The most active members of the FSD community split into three groups and started writing their own applications with different scales. Some used React, others used Vue, and others used Effector, a library from the creators of the FSD architecture. And I was in one of these groups.

Unfortunately, work on the projects has not progressed very far. All the developers had a main job, so they didn’t allocate as much time to side projects as they would like. Because of this, problems arose with the organization of processes and application development. But today the work is still ongoing, and it is likely that these applications will still be finalized.

You can learn more about the architecture on the official website, and communicate with other enthusiasts in the Telegram channel. You can also find answers to many questions there; you just need to type a keyword into the search, and there is a high probability that someone has already discussed this. I did this myself.

How to avoid serious mistakes when building architecture

I would give this advice: if you have no experience in building architecture, it is better to actively study Feature-Sliced Design and use it. This is a cool architectural approach that already solves the main problems of the frontend out of the box. It is also well suited for complex applications where there is some specific logic.

And second: it is important to imagine what the project will look like after some time.

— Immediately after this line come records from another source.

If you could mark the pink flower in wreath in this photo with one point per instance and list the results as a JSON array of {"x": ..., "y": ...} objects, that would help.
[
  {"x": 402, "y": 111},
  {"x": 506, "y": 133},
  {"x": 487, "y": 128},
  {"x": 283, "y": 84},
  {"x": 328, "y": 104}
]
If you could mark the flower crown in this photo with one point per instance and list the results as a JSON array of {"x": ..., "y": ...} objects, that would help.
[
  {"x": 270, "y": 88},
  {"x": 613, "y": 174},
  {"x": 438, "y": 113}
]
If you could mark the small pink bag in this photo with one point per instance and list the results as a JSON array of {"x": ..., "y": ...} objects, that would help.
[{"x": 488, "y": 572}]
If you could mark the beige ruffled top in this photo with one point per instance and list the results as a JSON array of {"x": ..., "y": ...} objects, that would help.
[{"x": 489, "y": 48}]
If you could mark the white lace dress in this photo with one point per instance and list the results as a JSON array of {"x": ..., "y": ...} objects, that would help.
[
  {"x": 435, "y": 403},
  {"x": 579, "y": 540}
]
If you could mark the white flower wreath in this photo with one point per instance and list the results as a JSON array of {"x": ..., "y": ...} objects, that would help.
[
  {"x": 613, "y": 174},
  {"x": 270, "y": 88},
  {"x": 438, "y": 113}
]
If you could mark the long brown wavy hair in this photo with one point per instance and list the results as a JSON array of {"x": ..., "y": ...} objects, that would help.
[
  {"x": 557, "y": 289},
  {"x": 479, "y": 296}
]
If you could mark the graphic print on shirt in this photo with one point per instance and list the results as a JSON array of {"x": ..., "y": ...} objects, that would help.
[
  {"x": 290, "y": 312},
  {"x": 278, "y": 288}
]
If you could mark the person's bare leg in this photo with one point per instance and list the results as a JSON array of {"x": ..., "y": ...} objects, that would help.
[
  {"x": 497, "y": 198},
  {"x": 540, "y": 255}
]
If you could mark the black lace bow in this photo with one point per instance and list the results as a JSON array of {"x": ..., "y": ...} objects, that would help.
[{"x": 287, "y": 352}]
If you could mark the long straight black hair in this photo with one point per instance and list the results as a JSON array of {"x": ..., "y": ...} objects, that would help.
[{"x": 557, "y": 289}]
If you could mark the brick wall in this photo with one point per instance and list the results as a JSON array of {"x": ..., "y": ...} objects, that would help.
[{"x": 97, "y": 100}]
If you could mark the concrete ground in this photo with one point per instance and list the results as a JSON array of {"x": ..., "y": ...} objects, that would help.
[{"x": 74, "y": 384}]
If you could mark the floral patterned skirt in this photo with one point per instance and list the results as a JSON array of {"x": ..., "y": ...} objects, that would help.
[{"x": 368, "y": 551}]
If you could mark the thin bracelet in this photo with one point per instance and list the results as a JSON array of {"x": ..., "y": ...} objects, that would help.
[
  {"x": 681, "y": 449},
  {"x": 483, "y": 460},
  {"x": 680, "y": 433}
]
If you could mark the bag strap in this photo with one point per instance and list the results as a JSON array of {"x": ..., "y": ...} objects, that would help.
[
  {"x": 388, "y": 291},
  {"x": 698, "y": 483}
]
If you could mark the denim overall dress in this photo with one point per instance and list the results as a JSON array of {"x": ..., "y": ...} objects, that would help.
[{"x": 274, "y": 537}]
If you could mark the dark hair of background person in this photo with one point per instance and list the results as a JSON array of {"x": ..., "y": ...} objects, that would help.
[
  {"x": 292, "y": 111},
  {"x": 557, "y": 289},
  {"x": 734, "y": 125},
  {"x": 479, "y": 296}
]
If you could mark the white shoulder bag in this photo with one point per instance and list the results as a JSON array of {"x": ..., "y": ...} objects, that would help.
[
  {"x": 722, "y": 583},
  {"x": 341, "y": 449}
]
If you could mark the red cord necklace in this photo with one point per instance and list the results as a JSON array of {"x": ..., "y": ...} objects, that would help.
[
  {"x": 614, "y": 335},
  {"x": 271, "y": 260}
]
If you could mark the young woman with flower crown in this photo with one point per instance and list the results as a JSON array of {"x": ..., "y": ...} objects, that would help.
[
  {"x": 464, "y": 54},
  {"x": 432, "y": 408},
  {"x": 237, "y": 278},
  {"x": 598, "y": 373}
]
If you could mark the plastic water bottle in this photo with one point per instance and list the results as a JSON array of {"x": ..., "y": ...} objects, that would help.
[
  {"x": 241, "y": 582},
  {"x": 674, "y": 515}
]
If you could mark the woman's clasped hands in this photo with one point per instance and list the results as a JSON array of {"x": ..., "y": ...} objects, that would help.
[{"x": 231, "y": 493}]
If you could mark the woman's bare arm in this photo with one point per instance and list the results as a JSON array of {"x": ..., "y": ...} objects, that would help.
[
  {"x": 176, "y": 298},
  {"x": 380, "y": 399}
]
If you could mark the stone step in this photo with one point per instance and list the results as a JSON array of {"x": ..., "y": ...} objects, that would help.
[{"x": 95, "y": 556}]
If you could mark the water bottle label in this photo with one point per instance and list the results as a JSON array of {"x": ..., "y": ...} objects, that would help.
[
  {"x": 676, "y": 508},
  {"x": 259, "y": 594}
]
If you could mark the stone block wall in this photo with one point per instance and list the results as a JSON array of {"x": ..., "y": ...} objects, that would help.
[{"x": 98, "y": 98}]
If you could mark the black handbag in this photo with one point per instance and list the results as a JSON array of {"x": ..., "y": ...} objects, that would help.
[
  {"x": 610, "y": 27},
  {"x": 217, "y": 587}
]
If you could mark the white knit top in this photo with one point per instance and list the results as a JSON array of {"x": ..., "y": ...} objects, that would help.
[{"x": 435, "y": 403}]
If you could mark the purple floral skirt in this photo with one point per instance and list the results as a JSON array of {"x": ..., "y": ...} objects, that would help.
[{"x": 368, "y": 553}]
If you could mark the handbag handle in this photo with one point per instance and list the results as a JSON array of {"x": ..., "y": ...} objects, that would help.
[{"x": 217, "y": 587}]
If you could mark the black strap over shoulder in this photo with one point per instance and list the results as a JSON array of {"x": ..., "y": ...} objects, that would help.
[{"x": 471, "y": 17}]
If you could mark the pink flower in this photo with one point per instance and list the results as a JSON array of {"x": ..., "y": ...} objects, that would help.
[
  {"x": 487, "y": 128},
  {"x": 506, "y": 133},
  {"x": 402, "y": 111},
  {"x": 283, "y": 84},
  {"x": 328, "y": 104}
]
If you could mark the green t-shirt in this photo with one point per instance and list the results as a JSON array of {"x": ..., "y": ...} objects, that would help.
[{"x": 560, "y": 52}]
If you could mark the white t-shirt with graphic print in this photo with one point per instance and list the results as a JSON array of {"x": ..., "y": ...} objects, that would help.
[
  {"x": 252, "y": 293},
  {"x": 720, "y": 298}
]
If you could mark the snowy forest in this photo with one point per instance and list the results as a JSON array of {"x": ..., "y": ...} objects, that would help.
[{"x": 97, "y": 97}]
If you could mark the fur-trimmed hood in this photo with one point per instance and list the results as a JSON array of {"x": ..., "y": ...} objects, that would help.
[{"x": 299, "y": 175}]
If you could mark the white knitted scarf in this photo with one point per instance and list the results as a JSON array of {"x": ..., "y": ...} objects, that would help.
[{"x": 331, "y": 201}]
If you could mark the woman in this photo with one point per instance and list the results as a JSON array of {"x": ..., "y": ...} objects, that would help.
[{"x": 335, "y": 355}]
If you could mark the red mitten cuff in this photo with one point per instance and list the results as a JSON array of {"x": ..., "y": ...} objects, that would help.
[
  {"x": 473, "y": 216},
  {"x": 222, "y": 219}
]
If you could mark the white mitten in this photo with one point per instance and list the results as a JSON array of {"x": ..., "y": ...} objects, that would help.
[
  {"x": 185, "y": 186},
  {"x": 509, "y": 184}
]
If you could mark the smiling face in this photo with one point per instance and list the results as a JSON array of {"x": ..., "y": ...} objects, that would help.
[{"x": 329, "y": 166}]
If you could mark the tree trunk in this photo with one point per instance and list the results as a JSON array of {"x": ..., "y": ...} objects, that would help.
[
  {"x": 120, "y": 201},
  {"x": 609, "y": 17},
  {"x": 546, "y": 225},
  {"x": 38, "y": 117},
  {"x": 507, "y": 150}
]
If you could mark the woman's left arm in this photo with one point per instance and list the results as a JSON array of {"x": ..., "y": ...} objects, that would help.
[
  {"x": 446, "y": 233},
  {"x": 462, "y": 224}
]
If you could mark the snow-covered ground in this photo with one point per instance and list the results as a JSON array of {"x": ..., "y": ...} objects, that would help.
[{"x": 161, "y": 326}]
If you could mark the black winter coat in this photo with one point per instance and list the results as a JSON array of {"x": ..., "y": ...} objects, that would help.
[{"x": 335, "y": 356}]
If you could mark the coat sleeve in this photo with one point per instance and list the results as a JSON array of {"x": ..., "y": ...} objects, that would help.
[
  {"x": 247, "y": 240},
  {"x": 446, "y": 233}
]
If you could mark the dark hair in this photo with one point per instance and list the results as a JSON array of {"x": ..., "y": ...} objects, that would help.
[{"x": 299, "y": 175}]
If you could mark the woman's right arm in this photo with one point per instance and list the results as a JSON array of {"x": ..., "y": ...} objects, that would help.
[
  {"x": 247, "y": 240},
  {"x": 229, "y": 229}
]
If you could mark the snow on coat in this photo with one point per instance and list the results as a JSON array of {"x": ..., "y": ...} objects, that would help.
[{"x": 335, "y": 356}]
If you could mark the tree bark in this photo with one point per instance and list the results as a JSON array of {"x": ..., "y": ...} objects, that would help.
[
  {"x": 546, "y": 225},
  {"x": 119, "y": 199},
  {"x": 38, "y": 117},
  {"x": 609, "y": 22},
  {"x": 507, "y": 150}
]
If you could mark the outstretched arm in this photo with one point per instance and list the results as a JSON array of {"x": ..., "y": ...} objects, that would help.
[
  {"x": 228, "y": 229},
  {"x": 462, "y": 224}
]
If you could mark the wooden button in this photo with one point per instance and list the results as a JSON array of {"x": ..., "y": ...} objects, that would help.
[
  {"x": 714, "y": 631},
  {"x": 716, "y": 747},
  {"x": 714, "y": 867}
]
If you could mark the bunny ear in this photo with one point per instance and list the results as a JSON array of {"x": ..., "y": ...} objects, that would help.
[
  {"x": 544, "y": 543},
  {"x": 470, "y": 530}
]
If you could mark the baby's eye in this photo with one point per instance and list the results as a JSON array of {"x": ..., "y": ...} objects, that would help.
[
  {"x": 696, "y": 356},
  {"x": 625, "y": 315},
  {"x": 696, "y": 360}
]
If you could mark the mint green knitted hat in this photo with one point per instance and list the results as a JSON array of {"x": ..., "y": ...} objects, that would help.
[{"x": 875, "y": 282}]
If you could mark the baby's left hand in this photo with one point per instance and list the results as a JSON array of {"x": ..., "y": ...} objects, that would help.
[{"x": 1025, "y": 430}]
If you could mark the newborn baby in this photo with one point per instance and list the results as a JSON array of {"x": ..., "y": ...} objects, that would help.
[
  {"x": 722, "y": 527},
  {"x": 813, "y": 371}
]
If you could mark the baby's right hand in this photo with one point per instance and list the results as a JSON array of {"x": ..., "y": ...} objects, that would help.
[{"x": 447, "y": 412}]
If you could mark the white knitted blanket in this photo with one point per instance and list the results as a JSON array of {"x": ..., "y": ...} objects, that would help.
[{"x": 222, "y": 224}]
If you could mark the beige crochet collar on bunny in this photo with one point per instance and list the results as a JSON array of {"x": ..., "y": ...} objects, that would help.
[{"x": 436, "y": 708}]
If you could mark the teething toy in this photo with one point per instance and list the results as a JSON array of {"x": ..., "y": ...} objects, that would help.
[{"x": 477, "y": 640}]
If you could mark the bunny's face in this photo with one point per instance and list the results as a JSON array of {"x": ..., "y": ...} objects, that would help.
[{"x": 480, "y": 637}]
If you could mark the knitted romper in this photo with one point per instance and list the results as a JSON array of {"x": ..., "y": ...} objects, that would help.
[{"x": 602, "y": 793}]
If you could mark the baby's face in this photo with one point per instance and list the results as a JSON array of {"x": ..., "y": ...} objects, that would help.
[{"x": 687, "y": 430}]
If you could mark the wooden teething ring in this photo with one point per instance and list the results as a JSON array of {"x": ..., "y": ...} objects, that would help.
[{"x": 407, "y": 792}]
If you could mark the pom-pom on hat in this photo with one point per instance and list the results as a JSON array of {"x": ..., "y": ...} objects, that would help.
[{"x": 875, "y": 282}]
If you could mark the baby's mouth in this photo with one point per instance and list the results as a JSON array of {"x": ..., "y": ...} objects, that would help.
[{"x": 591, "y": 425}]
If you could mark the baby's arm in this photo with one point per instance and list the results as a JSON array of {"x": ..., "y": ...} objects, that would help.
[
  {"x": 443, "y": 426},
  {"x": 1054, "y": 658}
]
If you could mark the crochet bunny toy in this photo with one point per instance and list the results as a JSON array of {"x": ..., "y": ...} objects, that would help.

Write code to support this vision. This way you will make much fewer mistakes and will be able to rebuild everything in time if necessary.

Building good architecture is like putting together a cool build in an RPG game. You create it from certain artifacts, that is, front-end tools. For example, if you want modularity, use modularization tools that will help you implement a public API and divide the application into modules. If you want FSD, then use another tool: you start dividing everything into layers, slices and segments.

And when you reach the final boss and the application becomes too complex, you will need to move to a microservice architecture. Therefore, the further you move through the levels and locations, the more difficult it becomes to play, which means you need to select the right tools.